Relationship Success: Institute a Statute of Limitations?

So I was thinking some yesterday (as I am know to do from time to time). Actually, I was reading an article in the Ensign (the Mormon monthly magazine) discussing relationships, and it had this piece of information in it:

Personal attacks and dredging up incidents from years past were specific things I didn’t want in our marriage.

I’ll admit that I’ve been as guilty of this as the next guy. (Assuming the next guy is guilty of it, that is. I mean, maybe I’m the only one who does this. In which case, I’m even guiltier than the next guy, who’s completely innocent.) I have a good memory. Say something once to me, and if it sticks out at all in my head, then I’m good to go with that comment for the REST OF YOUR NATURAL LIFE. Just ask Denisa. She’ll say something in passing, and then who knows when I might whip that comment out to prove or disprove a point during some future discussion.

This isn’t fair.

I know this isn’t fair, and yet I’ve done it anyway. (Please note: Denisa and I hardly ever disagree. I know you don’t believe this, but it’s true. We were play-bickering over how to load the dishwasher the other day, and TRC said, “Guys. Don’t fight.” I blinked in surprise. Clearly TRC hadn’t really ever heard real fighting. I consider that a sign of success thus far in my marriage. Because Denisa and I have yet to really have a real fight. But I won’t get into all of that. We’ve had our fair share of discussions.)

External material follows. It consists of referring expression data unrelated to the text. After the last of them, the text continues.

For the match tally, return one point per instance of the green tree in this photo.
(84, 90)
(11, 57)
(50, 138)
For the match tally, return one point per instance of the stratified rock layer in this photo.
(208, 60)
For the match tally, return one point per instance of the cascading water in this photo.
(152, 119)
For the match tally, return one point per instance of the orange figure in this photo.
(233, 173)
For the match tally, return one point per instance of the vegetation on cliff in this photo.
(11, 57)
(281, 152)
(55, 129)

Anyway. I read that quote, and it struck a chord with me. Suddenly I thought–in an all-at-once sort of thought–that what I really need to do is institute a sort of statute of limitations on things that happen in my marriage or in friendships.

People change. It doesn’t happen quickly, but it has been known to happen. People also do and say things they wish they’d not done or said. They make mistakes. They do something intentionally, and then later regret that they’d done that thing. And the law has a way of dealing with that. There’s a time and place to bring charges against someone, but after a set period of time, that time and place ceases to exist. (For most crimes. Serious offenses have no statute of limitations, and I think this goes for a marriage, too. Abuse of any kind, for one thing.)

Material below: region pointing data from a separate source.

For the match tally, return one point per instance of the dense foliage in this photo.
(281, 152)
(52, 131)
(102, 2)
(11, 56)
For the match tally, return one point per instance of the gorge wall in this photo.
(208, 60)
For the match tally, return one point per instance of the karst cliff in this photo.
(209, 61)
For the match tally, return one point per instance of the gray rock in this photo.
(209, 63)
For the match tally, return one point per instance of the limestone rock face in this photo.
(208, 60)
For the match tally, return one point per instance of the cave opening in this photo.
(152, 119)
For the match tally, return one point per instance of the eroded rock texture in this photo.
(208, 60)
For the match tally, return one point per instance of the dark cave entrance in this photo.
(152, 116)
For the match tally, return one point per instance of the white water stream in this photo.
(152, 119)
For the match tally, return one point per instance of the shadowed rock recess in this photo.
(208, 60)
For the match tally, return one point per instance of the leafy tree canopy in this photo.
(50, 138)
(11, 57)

So what would such a statute look like in a friendship or relationship?

I think for one thing, it would mean something like “If an issue has been aired and resolved more than a year ago, that issue can be laid to rest. It’s no longer fair game to be cited as incriminating evidence in the future.”

Now, as I think about this, there are always some things that keep cropping up in a relationship. Consistent disagreements or misdemeanors. And typically what will happen, is that when one of these rears its head again, someone will cite the long history of that issue happening over and over again in the past. I guess this statute wouldn’t apply as much to long standing issues. Those are things that need to be ironed out. But things that happened in the past that aren’t being repeated now–but which are used as “ammo” when some other argument springs up?

Against the rules. You can’t do that.

I’m not sure about all of this. How it would actively work in a relationship? The kernel of the idea is there for me–and I agree with it–but as I’m trying to express it in this post, it seems to be escaping me. Can anyone else see what I’m getting at?


3 thoughts on “Relationship Success: Institute a Statute of Limitations?”

  1. I think I get what you’re saying. I read a relationship book once that talked about the difference between immediate conflicts (“You spent too much money on Christmas presents”) and long-term conflicts (“We’re always in debt”) and how they have to be handled differently.

    It’s easy for an argument about an immediate conflict to turn into yet another argument about a long-term conflict, so a “statue of limitations” is one way of making sure that conversations / debates / arguments focus on the current issue and not on constantly dredging up some past issue.